During finals week of last quarter, the UC Regents, who control $90 billion worth of investments for the entire University of California system, quietly divested $150 million from Sunoco and Energy Transfer Partners, two companies responsible for building the controversial Dakota Access Pipeline (DAPL).

“Social pressure” and “de-risking” were amongst some of the main reasons for divesting from the two fossil fuel corporations. However, the hypocrisy of our world-renowned public university system that continues to exacerbate the climate crisis by investing in fossil fuel companies while simultaneously trying to achieve carbon neutrality by 2025 is truly mind-boggling.

The success of all of our efforts toward building a sustainable future is undermined by the UC’s investments in fossil fuels. UC campuses claim to be some of the greenest of the public universities, offer courses on climate change, environmental justice and indigenous people’s sovereignty and are world leaders providing cutting-edge research on sustainability. As the struggle over DAPL became both controversial and political, so did the UC’s investment in the pipeline, causing the Regents to divest.

Art by Nathan Campos / Daily Nexus

We need our Regents to go further; DAPL was the most obvious example, but it’s far from the only one. Wherever there is fossil fuel extraction, there are environmental injustices. Something has to change, and, slowly but surely, the tide is turning away from fossil fuels and toward clean energy that works for everyone. On a global scale, the fossil fuel divestment movement has shown no signs of slowing down, as institutions like the Rockefellers Brothers Fund and cities from Berkeley to Melbourne have collectively pledged to divest $5.5 trillion worth of assets from fossil fuel corporations.

When it was learned that the UC was directly investing in the DAPL, tensions boiled over across UC campuses, resulting in protests, acts of solidarity with indigenous peoples, petitions to divest and even a coordinated UC-wide call-in disrupting phone lines at the office of the Regents. Perhaps it was all the “social pressure,” or perhaps it was the risky nature of investing in fossil fuels as renewable sources of energy become cheaper. I’d like to think it was a combination of both that caused the Regents to divest another $150 million from fossil fuel companies.

Although the UC’s pledge to divest from Sunoco and Energy Transfer Partners wasn’t enough to completely halt or even slow the construction of DAPL, it still serves as a small victory for the divestment movement. It’s estimated that the UC still has roughly $2.6 billion invested in fossil fuel corporations. However, if we can learn anything from this, it’s that the Regents are both susceptible to social and environmental pressure and are beginning to comprehend the growing economic risk of investing in fossil fuels. The UC wants to continue to maintain its pristine image as leaders in the world in terms of higher public education and sustainability.

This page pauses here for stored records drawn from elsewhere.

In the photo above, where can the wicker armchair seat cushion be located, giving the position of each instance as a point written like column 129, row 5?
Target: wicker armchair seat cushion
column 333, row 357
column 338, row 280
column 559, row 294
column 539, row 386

Something has to change, and, slowly but surely, the tide is turning away from fossil fuels and toward clean energy that works for everyone.

Consequently, it’s no wonder you never knew that we, (yes, we, our tuition), were funding the DAPL in the first place or that you never heard that we just recently divested, or perhaps even that back in 2015 the UC announced a $200 million divestment of all coal and tar sands investments. It’s crucial that we as students, faculty and staff hold the UC responsible for the values it claims to uphold.

Far too often, students underestimate the power we have on our own universities and fail to question the status quo. $2.6 billion is a daunting number, I know, and getting the UC to fully divest from all fossil fuel investments seems like an even more daunting task, but during the week of May 8, Fossil Free UC is aiming to change just that, holding our biggest action of the year. We hope you will join us. In the words of Rage Against the Machine’s Zack de la Rocha, “It has to start somewhere, it has to start sometime, what better place than here, what better time than now?”